Headlining last Tuesday, Paul Nadrizzi entertained guests with his enlightening perspective on favorite fast food establishments. He informed the audience that the floors of Kentucky Fried Chicken have not been mopped since the Colonel died and walking through the maze of wooden partitions to reach Burger King cashiers is like taking a field sobriety test. Another complaint: the scan and seek buttons on the stereo. One finds a terrible song and stays there, while the other finds a great song and then takes off. Yet another complaint: shoveling snow for the elderly with a bamboo stick tied to a cookie sheet and not being allowed to stop until striking lava. The audience welcomed his dry sense of humor, although his timing was slowed due to what appeared to be temporary amnesia, or maybe too many beers. Still, his material is creative and shows his promising talent. Host and local comedian John Keating whined about his grandparents and their Craftmatic Adjustable Bed and presented somewhat banal material, including a segment about acting as bellhop to carry the emotional baggage of women. To maintain a pulse from the audience he resorted to singling out tourists from Kentucky. Playing host is thankless and he handled it well, especially with such a small crowd. Local comic Tony V's New Year's resolution was to not smell like fried food and to deal with his anger properly- by punching people in the trachea. Another 1999 goal was to get back into shape, but instead of losing pounds, he lost height. Apparently he lost the two inches of fat on the bottom of his feet. His act went over so well with the audience that he kept pushing his time limit. You can catch his act when he appears on the Conan O'Brian Show this weekend. Lemont Price, currently touring local colleges, struck incriminating poses to model in his new black fashion magazine called GQ Ghetto Quarterly. He also did an impression of Sean Shaken, not stirred Connery and fantasized about a black 007. His clich themes were hard to swallow. Or maybe it was just the overpriced appetizers and drinks. One of the more humorous comics was paraplegic Matt Malley who shocked guests with his outrageously crude humor and heart-wrenching Christopher Reeves comments. He started his set by discussing how "chicks with dicks" aren't really chicks, but rather men with breasts.
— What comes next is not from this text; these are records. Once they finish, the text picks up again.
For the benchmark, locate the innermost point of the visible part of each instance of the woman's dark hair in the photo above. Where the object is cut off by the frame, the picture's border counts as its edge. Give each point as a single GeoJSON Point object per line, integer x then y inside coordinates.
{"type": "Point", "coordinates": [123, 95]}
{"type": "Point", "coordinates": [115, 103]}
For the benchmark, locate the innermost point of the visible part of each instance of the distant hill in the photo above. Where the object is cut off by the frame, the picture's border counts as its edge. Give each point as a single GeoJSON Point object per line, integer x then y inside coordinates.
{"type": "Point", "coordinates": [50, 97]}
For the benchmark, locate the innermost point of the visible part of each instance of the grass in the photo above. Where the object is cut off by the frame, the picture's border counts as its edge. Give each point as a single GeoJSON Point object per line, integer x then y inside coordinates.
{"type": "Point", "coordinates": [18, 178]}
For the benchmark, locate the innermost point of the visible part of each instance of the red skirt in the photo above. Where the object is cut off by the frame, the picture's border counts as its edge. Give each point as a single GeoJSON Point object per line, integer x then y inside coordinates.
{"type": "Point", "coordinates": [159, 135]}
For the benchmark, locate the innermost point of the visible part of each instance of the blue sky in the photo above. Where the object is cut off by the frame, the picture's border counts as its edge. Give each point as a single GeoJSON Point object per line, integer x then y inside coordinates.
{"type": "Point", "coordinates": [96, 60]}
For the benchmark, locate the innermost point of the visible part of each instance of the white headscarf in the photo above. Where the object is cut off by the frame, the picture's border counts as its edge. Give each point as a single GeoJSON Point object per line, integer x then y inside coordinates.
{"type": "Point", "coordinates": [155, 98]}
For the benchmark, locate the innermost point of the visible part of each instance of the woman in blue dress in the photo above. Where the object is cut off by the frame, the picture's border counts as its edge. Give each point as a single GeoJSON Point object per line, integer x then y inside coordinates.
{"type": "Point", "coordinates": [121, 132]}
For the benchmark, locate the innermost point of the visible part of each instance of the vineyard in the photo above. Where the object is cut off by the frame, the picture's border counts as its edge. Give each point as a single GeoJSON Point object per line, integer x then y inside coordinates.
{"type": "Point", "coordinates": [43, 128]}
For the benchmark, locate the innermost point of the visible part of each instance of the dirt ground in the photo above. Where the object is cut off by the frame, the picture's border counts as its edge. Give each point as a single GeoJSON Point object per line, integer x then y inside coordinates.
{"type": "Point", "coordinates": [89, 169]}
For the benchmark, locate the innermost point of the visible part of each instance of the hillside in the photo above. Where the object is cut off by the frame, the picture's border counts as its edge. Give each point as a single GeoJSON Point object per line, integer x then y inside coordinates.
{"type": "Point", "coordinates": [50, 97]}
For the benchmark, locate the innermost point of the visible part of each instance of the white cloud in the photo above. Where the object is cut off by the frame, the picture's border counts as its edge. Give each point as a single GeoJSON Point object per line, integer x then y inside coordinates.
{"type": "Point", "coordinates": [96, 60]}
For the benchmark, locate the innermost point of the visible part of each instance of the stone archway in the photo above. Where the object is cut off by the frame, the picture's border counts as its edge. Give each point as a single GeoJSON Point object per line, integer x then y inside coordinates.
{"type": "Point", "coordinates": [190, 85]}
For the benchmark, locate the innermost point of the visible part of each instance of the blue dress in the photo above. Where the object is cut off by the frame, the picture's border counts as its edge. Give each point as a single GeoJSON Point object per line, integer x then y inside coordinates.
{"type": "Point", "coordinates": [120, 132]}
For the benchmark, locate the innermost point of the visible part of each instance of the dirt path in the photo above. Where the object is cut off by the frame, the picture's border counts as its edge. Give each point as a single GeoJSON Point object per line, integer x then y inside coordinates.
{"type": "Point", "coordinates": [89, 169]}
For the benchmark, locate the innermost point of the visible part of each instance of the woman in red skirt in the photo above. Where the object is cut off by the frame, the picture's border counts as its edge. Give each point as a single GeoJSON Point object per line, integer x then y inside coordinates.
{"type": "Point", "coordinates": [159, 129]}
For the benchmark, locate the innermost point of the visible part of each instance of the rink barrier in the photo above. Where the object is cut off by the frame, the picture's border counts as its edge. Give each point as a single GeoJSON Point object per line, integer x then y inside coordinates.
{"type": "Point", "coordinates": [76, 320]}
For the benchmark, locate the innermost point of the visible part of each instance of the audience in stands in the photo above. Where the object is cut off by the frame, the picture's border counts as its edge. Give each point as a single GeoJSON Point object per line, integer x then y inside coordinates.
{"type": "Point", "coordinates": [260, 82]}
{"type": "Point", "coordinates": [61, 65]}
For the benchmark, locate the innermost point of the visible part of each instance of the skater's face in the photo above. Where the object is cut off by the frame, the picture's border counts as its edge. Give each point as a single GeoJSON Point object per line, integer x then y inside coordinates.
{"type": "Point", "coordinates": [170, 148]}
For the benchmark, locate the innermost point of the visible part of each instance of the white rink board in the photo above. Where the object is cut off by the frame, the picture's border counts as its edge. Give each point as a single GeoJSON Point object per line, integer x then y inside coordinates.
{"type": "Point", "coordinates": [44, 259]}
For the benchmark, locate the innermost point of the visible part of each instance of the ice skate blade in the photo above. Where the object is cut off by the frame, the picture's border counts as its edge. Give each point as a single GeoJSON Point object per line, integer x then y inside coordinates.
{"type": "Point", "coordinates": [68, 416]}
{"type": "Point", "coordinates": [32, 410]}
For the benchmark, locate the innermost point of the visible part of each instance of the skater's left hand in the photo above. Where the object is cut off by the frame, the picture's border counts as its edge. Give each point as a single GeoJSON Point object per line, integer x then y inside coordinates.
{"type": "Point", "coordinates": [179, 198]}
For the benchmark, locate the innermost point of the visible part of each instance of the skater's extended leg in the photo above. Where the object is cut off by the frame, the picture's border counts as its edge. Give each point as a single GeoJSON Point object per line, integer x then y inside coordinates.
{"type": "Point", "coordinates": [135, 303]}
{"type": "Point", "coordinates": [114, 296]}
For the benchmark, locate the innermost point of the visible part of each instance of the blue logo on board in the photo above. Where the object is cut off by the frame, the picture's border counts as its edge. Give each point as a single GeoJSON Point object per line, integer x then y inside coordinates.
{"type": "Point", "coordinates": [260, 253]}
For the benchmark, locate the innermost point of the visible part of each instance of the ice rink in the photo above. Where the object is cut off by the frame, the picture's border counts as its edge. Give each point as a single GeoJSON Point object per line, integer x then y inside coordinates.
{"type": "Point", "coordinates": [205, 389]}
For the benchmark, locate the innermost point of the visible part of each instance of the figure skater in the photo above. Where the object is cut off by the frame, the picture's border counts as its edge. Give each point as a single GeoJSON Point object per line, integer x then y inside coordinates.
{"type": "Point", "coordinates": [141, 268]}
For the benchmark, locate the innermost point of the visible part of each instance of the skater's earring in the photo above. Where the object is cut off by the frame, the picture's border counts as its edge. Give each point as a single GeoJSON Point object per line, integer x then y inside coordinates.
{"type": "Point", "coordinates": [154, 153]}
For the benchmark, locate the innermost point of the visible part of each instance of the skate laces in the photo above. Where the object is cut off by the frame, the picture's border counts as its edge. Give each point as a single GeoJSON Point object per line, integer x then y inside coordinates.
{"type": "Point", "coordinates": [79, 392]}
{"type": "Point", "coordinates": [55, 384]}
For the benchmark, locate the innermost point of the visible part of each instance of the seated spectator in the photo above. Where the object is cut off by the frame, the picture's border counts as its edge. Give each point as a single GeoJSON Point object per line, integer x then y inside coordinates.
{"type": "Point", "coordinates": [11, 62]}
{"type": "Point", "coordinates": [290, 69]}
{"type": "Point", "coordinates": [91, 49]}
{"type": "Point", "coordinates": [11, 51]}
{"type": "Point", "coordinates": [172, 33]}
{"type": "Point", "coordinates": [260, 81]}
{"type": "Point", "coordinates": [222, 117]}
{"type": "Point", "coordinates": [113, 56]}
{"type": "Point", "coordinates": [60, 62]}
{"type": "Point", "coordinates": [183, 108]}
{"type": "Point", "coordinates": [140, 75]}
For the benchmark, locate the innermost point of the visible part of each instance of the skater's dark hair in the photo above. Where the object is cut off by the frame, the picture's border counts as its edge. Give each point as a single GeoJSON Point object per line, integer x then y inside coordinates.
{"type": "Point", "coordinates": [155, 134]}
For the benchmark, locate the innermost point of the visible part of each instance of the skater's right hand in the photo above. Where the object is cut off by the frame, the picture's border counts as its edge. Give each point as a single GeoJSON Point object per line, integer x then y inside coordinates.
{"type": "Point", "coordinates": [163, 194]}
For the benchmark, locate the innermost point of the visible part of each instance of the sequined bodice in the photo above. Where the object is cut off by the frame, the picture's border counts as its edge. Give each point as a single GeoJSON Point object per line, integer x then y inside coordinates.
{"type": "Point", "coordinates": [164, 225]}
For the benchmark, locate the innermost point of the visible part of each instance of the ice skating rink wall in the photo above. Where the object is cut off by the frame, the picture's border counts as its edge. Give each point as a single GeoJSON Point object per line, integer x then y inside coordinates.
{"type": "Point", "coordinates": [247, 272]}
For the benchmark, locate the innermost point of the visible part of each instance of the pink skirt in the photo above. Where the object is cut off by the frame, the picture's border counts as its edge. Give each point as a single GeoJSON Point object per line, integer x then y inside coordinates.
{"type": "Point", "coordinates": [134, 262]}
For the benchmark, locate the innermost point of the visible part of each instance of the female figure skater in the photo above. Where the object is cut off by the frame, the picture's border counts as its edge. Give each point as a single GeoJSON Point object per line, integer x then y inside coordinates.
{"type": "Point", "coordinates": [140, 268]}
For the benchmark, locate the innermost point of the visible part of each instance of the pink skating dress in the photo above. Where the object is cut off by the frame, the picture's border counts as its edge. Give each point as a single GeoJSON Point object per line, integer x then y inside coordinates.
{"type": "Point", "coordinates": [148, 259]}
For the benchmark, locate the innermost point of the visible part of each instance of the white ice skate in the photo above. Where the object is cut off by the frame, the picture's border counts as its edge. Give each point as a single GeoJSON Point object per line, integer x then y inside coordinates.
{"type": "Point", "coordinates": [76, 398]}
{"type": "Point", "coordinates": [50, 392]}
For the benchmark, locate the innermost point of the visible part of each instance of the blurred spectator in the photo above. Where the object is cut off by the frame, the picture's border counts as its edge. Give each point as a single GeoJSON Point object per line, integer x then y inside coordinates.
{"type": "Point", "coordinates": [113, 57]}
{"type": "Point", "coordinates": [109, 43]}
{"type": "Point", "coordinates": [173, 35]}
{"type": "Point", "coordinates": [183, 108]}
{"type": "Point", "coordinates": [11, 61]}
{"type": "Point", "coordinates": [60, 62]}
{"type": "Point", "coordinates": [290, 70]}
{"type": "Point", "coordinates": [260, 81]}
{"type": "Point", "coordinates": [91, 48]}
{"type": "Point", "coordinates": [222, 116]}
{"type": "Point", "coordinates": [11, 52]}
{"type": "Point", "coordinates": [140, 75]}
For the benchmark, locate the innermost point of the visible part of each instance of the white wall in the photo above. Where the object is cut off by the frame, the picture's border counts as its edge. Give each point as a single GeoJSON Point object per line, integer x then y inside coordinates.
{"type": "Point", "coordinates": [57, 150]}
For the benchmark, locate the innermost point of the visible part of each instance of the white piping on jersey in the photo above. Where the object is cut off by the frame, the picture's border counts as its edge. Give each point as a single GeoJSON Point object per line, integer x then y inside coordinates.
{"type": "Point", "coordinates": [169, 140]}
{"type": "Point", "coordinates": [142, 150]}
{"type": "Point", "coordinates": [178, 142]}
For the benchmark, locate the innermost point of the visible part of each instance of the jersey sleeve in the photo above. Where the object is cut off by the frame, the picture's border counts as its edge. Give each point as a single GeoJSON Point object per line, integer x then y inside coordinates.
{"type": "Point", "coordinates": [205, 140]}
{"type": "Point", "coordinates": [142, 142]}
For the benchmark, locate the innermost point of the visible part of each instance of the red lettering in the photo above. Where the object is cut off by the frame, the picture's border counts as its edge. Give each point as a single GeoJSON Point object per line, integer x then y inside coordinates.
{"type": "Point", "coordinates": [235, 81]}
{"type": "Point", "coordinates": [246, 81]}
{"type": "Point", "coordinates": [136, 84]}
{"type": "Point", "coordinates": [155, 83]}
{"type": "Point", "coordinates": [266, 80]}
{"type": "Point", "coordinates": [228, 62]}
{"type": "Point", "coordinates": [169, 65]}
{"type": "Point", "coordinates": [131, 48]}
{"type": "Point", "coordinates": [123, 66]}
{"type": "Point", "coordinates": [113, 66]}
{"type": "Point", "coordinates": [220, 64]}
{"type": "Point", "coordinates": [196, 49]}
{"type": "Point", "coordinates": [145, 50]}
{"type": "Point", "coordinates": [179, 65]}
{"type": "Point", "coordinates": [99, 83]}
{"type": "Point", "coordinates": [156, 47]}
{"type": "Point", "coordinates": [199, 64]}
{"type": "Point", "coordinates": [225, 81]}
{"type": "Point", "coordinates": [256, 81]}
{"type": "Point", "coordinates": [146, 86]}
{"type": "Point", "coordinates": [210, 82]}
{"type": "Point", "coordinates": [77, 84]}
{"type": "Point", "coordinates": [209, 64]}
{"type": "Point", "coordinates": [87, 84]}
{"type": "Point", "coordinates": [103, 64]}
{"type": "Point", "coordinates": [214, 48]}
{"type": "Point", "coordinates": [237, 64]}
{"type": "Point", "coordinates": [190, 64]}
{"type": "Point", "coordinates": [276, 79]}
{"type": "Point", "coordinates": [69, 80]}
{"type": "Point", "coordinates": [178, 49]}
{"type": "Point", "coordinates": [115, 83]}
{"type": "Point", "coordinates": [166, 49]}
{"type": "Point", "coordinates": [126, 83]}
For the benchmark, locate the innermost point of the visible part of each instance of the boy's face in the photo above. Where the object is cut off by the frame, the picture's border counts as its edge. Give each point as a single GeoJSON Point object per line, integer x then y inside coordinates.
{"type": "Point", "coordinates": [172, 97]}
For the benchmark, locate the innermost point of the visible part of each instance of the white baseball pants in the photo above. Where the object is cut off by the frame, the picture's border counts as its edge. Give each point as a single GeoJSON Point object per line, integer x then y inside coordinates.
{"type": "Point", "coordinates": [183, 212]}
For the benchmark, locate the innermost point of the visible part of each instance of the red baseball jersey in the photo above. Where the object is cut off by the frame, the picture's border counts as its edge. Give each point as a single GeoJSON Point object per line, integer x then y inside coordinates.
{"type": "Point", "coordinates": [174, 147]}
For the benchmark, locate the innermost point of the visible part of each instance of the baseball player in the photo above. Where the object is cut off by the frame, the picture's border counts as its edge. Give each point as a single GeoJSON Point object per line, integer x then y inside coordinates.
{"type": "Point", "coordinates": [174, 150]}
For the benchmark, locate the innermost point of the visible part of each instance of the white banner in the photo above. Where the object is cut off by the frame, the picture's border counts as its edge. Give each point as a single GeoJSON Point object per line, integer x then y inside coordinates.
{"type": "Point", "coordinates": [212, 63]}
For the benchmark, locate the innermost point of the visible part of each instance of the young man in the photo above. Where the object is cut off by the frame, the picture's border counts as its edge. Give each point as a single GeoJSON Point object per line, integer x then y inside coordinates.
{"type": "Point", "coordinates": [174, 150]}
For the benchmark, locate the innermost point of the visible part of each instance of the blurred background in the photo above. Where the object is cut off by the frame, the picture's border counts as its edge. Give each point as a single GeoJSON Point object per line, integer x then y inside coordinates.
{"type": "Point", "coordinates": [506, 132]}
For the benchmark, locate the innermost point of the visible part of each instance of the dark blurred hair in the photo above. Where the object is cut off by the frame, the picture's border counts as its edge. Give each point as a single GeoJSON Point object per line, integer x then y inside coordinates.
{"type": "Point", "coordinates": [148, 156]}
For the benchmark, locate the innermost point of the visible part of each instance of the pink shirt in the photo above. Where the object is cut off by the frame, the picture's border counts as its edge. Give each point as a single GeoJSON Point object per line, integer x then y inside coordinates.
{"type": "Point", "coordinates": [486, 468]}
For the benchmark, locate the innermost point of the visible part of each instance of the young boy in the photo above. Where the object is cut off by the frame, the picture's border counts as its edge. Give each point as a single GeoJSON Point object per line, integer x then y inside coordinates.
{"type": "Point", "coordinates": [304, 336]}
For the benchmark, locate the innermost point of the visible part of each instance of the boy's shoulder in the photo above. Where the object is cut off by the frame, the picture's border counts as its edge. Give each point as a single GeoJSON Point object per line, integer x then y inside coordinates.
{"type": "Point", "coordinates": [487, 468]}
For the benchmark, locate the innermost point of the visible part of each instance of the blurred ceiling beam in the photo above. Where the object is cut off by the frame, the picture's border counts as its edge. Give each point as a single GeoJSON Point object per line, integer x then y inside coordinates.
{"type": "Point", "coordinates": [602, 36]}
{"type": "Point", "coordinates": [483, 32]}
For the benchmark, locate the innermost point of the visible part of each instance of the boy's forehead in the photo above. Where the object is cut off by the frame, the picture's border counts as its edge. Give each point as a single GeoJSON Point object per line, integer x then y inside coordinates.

Sitting in tables nearest to the stage is a great way of falling victim to public humiliation, as is any activity which draws attention, such as ordering food, smoking, or just being there. Smoking was a major theme among the comedians and lung cancer jokes were popular maybe a little too popular. Definitely worth a couple of laughs, the Comedy Connection can help ease the burn of a few problem sets.